The more common problems that can occur during PDF to DOCX conversion would be things like:
-
Text and image placement: Sometimes, the text and image placement can become distorted during conversion, causing the final document to look different from the original PDF.
-
Formatting issues: PDFs often have complex formatting, such as columns, tables, and graphs. These elements can be difficult to convert to DOCX, leading to formatting issues in the final document.
-
Fonts: If the PDF contains fonts that are not installed on the computer doing the conversion, the text can appear differently in the final document.
-
Large files: PDF files can be very large, and converting them to DOCX can result in large files that take up a lot of storage space.
-
Security features: Some PDFs have security features that prevent copying and pasting, which can make it difficult to convert the document to DOCX.
-
OCR issues: If the PDF contains scanned images or text that was not originally digital, OCR (optical character recognition) software is needed to convert the text. However, OCR can sometimes produce errors or miss characters, leading to mistakes in the final document.
-
Unnecessary Tags: any of the above problems can lead to many unnecessary control tags being inserted into the DOCX that will become visible when working with a translation tool.
-
Poor Segmentation: similarly any of the above issues can lead to unnecessary hard returns being added into the DOCX and these will also make translation more difficult than is necessary.
-
Incorrect character display: If the character encoding is incorrect, it can cause characters to be displayed incorrectly in the final document. For example, some characters may appear as question marks or boxes especially with Asian character sets.
-
Missing characters: In some cases, incorrect encoding can cause certain characters to be missing from the final document. This can result in text that is difficult to read or understand.
-
Encoding conflicts: If different parts of the document are encoded in different ways, it can cause conflicts and errors during conversion. For example, some characters may be encoded in UTF-8 while others are encoded in ASCII, leading to errors when the document is converted to a PDF or other format.
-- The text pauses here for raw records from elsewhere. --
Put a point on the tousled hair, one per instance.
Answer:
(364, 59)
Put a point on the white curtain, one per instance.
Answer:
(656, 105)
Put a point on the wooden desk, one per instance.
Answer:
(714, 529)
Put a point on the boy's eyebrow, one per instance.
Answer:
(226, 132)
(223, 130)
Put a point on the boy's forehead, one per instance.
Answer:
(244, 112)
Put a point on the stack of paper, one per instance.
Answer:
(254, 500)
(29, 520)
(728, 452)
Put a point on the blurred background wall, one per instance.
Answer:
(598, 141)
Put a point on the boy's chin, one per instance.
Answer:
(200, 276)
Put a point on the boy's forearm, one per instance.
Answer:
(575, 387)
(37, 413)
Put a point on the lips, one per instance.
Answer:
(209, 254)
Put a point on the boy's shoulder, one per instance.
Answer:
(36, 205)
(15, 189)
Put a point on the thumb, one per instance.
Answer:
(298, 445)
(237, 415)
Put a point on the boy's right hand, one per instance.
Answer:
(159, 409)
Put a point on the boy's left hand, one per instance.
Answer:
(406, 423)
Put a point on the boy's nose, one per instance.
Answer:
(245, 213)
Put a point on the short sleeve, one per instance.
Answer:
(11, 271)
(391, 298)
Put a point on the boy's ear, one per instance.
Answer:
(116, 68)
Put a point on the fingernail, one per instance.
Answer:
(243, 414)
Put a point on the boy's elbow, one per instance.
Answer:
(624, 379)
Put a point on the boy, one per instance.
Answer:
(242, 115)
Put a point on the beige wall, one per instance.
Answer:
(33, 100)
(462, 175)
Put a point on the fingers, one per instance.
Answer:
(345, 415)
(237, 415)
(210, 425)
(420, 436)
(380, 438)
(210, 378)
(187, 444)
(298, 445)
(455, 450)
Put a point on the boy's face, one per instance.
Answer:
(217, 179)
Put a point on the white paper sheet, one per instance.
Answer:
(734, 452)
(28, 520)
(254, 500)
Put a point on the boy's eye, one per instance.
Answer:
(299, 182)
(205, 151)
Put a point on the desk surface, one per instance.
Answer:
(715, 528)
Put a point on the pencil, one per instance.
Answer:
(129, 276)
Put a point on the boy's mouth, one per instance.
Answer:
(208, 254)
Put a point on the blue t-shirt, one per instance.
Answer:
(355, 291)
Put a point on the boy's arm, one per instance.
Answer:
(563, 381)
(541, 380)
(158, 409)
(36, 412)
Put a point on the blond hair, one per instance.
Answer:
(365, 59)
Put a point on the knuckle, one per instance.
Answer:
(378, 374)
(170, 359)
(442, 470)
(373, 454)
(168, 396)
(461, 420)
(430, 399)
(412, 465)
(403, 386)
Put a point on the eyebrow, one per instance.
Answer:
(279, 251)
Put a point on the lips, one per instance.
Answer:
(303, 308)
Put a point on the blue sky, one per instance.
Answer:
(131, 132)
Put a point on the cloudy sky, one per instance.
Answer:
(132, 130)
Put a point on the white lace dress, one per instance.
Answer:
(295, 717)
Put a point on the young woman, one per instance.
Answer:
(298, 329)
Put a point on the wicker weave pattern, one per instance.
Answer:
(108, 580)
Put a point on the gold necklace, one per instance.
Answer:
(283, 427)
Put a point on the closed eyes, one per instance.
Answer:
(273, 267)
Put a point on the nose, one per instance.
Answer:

It's important to note that the quality of the conversion largely depends on the quality of the original PDF and the conversion software used. Some conversion tools may produce better results than others. This "Add-In" initially makes use of the Microsoft Word desktop API providing simple text conversion and also some OCR capabilities. Whilst you could simply use Word and avoid the "Add-In" altogether it's worth noting that the plugin does provide more support than Microsoft makes available through Microsoft Word, in particular around OCR capability.
Using the "Add-in"
Adding your files
The PDF Assistant for Trados is started by clicking on the icon in the ribbon. This opens up a small wizard where you can add your files:
You can add as many files as you like, in as many languages as you like, but keep in mind the process could take a considerable amount of time and may even run out of memory if you ask for too much. How many files you can use really depends on the number of pages, number of images in the file, amount of OCR work required etc. Think about the work you are about to carry out and don't expect miracles!
The files or folders can be added via drag and drop, or by using the small icons in the wizard. In this example two PDF files have been added. An English language text containing two images, one that needs to be OCR'd and one that does not; and a Korean document that is non-readable, so the entire content is one big image in the PDF.
Selecting your Provider and OCR options
This screen allows you to do several things:
- select the PDF Assistant you wish to use. For now there is only Microsoft Word to select from.
- check the options to specify whether or not you wish to extract text from the images and if so which ones you would like to be processed (OCR'd)
- keep in mid that when you OCR the images you will lose any background image that was there and will only have the text that the software was able to extract
Image Selection
This part of the wizard will extract the images the software was able to identify and allow you to specify which of the images contain translatable text:
In this example I have only selected two images for OCR'ing... the table image in the English file and a small banner in the Korean. I can then click next to be presented with the Summary
Summary Stage
This screen in this stage of the wizard displays a summary of the options you have chosen for the conversion:
Preparation
The final stage provides an indication of the progress until the conversion has completed:
It is possible that some files cannot be processed and the Word API causes a result like this:
When this occurs you will probably find that Microsoft Word can open the file, but it will remain as an uneditable image. In this case you need a more sophisticated conversion software to be able to manage the file.